WASHINGTON — Helen Thomas, who had the front-row seat at White House press conferences for nearly 40 years, is hanging up her daily presidential notebook now that her long-struggling employer UPI has been sold to a company controlled by the Rev. Sun Myong Moon.
Thomas, 79, has scribbled down the jests and denials of every president since Kennedy, remaining with the wire service as it struggled for financial survival during the last 20 years.
It was purchased this week by News World Communications Inc., which is controlled by Moon’s Unification Church. News World Communications also owns the Washington Times, a D.C. newspaper with a staunchly conservative editorial page.

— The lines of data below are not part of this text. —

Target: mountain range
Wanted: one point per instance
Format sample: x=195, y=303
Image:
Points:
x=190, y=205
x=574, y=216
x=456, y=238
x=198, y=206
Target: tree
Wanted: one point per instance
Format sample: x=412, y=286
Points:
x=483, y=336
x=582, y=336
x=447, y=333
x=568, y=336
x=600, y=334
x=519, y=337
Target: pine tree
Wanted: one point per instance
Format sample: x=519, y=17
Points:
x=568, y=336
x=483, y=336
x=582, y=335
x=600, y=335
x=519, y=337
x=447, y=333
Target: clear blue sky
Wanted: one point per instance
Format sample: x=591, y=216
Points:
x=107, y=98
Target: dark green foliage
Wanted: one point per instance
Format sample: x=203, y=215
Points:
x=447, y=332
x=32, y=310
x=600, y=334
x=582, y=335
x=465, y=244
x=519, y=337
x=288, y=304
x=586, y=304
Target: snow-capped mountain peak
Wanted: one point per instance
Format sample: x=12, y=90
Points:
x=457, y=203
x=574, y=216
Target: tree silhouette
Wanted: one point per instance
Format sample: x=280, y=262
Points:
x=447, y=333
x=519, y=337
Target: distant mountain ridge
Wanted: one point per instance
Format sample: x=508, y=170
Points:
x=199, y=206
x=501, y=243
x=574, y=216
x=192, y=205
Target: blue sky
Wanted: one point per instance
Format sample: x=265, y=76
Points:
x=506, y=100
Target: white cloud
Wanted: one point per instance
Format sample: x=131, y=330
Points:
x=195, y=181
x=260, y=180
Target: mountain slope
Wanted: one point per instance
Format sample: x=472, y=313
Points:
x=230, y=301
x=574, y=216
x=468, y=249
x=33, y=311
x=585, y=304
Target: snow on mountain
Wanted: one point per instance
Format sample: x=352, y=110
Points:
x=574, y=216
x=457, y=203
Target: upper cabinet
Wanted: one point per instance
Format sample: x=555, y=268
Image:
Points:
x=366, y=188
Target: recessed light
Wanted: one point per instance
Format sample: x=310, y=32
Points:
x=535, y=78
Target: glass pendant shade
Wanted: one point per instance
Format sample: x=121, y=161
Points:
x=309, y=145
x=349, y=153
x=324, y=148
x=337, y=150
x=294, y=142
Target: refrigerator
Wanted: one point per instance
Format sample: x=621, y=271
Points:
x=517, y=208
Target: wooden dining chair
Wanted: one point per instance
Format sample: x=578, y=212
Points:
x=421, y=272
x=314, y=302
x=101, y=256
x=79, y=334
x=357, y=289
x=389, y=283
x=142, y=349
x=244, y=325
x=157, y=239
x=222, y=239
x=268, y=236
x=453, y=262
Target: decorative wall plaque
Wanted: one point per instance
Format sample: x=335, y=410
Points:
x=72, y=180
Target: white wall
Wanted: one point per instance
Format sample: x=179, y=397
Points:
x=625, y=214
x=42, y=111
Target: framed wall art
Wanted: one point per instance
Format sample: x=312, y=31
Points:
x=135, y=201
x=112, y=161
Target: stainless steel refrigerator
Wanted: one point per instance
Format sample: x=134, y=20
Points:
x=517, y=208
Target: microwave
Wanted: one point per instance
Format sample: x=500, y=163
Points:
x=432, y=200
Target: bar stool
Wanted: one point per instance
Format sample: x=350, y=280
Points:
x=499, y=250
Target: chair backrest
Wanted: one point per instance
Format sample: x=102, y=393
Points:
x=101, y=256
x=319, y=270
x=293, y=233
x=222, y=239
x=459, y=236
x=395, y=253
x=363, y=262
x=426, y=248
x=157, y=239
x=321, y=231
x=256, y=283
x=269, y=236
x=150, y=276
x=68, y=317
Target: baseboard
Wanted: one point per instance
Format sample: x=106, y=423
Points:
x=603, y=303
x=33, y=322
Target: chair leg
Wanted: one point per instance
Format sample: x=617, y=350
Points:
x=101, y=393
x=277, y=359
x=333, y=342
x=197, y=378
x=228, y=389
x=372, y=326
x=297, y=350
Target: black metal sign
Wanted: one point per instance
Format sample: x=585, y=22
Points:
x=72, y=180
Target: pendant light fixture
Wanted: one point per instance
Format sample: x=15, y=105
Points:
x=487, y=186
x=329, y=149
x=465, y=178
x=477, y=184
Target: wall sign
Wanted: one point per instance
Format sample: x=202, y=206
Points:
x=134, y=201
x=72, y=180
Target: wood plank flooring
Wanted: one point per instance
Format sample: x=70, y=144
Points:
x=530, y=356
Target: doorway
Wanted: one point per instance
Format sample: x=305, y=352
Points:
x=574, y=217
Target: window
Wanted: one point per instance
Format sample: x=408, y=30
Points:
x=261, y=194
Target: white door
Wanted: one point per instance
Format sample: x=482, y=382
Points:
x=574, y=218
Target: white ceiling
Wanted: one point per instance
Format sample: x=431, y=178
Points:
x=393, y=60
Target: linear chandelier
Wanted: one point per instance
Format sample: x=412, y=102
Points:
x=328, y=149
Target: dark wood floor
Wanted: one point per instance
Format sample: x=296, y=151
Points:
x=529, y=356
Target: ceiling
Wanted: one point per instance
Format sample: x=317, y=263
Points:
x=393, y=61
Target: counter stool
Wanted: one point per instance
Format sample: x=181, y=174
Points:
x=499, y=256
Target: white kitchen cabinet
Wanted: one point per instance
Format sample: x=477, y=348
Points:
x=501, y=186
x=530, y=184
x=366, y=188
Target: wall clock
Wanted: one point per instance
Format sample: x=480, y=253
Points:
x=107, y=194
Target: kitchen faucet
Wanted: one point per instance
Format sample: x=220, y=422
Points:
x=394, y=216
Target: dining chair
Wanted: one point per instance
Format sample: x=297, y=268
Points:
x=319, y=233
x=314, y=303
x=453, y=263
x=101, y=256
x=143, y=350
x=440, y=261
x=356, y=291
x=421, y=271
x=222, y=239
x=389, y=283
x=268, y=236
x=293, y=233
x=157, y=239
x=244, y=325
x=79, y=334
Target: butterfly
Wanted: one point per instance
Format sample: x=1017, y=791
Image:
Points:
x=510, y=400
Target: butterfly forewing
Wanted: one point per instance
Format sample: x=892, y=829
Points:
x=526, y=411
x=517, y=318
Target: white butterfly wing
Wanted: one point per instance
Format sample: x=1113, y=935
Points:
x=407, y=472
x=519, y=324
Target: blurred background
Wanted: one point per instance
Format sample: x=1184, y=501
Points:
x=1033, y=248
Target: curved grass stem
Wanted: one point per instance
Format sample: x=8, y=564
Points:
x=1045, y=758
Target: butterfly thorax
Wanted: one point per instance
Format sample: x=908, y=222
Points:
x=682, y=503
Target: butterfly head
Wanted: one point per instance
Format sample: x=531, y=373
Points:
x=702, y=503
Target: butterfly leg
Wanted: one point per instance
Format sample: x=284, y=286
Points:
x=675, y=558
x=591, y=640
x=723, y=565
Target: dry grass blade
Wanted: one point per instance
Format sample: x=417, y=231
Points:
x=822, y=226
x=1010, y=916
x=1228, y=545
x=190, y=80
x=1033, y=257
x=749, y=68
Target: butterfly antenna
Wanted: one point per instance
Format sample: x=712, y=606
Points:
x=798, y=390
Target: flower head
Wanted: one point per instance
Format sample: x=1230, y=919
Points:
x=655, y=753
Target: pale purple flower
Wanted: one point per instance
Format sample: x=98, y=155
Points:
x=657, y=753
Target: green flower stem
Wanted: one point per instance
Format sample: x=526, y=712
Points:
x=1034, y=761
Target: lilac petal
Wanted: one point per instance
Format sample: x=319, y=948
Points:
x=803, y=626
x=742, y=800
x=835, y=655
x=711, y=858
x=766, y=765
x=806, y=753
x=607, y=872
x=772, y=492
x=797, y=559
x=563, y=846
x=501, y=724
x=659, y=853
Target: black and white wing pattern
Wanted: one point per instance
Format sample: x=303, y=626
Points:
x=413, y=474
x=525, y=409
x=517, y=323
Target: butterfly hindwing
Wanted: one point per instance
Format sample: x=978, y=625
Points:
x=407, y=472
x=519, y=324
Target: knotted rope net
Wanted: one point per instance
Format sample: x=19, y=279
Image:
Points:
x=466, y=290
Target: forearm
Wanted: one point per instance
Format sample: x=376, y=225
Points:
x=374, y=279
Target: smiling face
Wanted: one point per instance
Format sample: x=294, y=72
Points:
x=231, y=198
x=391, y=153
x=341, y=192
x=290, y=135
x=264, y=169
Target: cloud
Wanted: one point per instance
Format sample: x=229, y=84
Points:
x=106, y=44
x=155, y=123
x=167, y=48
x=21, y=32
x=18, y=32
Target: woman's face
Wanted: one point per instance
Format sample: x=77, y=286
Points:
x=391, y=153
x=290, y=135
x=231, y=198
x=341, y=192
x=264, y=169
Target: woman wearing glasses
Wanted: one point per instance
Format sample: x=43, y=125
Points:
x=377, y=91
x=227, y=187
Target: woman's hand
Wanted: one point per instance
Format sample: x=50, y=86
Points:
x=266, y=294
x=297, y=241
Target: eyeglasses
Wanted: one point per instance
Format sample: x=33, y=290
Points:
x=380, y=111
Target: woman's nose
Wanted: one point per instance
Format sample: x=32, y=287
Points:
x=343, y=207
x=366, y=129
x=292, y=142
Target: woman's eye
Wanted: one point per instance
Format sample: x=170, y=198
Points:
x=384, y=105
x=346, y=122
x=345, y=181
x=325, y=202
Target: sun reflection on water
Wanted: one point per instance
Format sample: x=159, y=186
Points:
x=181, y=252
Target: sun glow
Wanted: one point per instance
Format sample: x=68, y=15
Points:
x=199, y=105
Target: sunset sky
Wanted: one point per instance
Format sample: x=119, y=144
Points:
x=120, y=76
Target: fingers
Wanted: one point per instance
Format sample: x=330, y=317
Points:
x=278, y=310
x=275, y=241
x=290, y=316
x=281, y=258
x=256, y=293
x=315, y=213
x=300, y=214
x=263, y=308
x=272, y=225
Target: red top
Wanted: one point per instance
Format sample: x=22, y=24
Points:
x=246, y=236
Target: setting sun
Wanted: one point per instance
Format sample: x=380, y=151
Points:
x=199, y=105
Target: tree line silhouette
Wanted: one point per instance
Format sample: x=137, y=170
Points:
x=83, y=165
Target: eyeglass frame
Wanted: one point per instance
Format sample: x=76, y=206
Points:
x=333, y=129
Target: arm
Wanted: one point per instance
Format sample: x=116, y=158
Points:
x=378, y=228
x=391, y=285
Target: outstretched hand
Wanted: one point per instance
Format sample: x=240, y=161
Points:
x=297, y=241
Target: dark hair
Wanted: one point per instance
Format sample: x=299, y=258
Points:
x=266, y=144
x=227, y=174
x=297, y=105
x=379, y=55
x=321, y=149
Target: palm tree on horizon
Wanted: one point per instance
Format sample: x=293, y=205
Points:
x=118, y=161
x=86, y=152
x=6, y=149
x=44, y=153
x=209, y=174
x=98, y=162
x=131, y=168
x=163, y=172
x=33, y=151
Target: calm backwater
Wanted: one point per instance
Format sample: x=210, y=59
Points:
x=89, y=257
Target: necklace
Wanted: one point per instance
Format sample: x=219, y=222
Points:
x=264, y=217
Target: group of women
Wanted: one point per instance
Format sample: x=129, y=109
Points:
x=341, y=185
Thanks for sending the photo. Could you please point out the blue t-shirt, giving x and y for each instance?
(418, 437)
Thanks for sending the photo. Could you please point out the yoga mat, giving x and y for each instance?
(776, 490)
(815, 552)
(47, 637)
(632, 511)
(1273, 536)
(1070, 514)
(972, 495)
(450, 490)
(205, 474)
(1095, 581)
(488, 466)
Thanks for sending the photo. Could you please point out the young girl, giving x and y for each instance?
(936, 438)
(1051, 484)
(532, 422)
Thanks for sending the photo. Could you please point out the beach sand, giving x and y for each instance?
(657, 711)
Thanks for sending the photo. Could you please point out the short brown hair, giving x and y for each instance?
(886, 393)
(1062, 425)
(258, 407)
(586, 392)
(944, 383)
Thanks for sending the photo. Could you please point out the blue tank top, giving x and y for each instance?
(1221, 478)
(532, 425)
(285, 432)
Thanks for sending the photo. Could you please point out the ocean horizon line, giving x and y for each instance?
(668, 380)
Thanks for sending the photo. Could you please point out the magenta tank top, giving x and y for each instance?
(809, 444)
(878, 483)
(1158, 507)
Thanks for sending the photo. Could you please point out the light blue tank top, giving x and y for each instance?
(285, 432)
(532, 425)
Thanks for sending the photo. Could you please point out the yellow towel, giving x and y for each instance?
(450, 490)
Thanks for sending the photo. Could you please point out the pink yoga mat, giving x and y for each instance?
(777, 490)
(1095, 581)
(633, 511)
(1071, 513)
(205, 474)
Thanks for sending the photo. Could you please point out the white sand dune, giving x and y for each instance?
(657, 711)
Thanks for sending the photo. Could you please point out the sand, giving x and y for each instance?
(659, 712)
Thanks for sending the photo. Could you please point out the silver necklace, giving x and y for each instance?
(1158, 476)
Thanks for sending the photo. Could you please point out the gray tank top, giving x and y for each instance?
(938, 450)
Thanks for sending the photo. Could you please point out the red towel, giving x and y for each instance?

Some Washington insiders said frankly Tuesday that with Thomas’ departure, UPI loses its most valuable asset. “The White House will probably survive,” ABC News correspondent Sam Donaldson told Reuters, “but UPI cannot. Helen was and is UPI.”
Thomas, dean of the Washington press corps, by tradition kicked off news conferences with the first question.
Thomas’ long years in the White House have made her one of the most famous print journalists in the country. She has made cameo appearances in Hollywood portrayals of the White House, including “Dave.”
“This room will not be the same without Helen sitting in the UPI chair,” White House spokesman Joe Lockhart said Tuesday. “I know she’s been there for longer than I’ve been alive and knows more than I’ll ever know about this business, about this building, about this town.”
Although the Washington Times is well-known for its conservative approach, UPI reported that its parent company plans to operate the wire service “as an independent newsgathering operation, while upgrading its capacity with new technologies and distribution practices.”
UPI once had a client base of 5,000 newspapers, but the for-profit wire service struggled in the last couple of decades in competition with Associated Press, a nonprofit service operated as a cooperative.
In one of the biggest scoops in its history, UPI was the first to report the assassination of President Kennedy. However, the quality of its journalism grew suspect in later years. One turning point in the wire service’s history came when it was forced to retract a story that 2,000 people died in the Chernobyl nuclear disaster in the Soviet Union. In the wake of the retraction, the New York Times canceled its subscription to UPI.